(Carl Sandburg)
The policeman buys shoes slow and careful;
the teamster buys gloves slow and careful;
they take care of their feet and hands;
they live on their feet and hands.
The milkman never argues;
he works alone and no one speaks to him;
the city is asleep when he is on the job;
he puts a bottle on six hundred porches and calls it a day's work;
he climbs two hundred wooden stairways;
two horses are company for him;
he never argues.
The rolling-mill men and the sheet-steel men are brothers of cinders;
they empty cinders out of their shoes after the day's work;
they ask their wives to fix burnt holes in the knees of their trousers;
their necks and ears are covered with a smut;
they scour their necks and ears;
they are brothers of cinders.
His city-of-the-big-shoulders poetry seems worn from schoolroom overuse, but Sandburg's labor-union leanings came from experience: a restless vagabond, Sandburg ended formal schooling and his job as morning milk deliverer at age 13 to take other hands-on jobs, including bootblack, newsboy, hod carrier, kitchen drudge, potter’s and painter’s assistant, iceman, and porter at Galesburg’s Union Hotel barbershop. For four months in 1897, he traveled the railroads and washed dishes at various hotels.
After a brief residency at West Point in 1899, Private Charlie Sandburg fought for eight months in Puerto Rico with the Sixth Regiment of the Illinois Volunteers during the Spanish-American War. With the encouragement of an army comrade, he attended Lombard College for four years but quit before receiving a degree.

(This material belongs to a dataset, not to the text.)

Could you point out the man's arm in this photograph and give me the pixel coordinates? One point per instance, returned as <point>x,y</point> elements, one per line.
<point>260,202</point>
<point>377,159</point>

Sandburg was fortunate in gaining the support of Philip Green Wright, an English professor who printed Sandburg’s first poetry collection, In Reckless Ecstasy (1904), on a basement press. In 1907, he helped organize the Wisconsin Social Democrat Party; he was secretary to Emil Seidel, Milwaukee’s first socialist mayor.
The poet’s massive correspondence linked him to the personalities of his day, including socialist Lincoln Steffens, actor Gary Cooper, Presidents Roosevelt, Kennedy, and Johnson, and editor Harry Golden, Sandburg’s traveling buddy. (Marilyn Monroe and friends were photographed with Sandburg in 1962, above.) His poetic line, subject matter, and working-class folksiness have more than a passing resemblance to that of the later beat movement, but Robert Frost (for one) was repulsed by what he thought was Sandburg’s folksy affectation. Frost once described his contemporary as “the most artificial and studied ruffian the world has had” -- strong words from Frost, the poet-laureate who styled his image as a simple swinger-of-birches himself.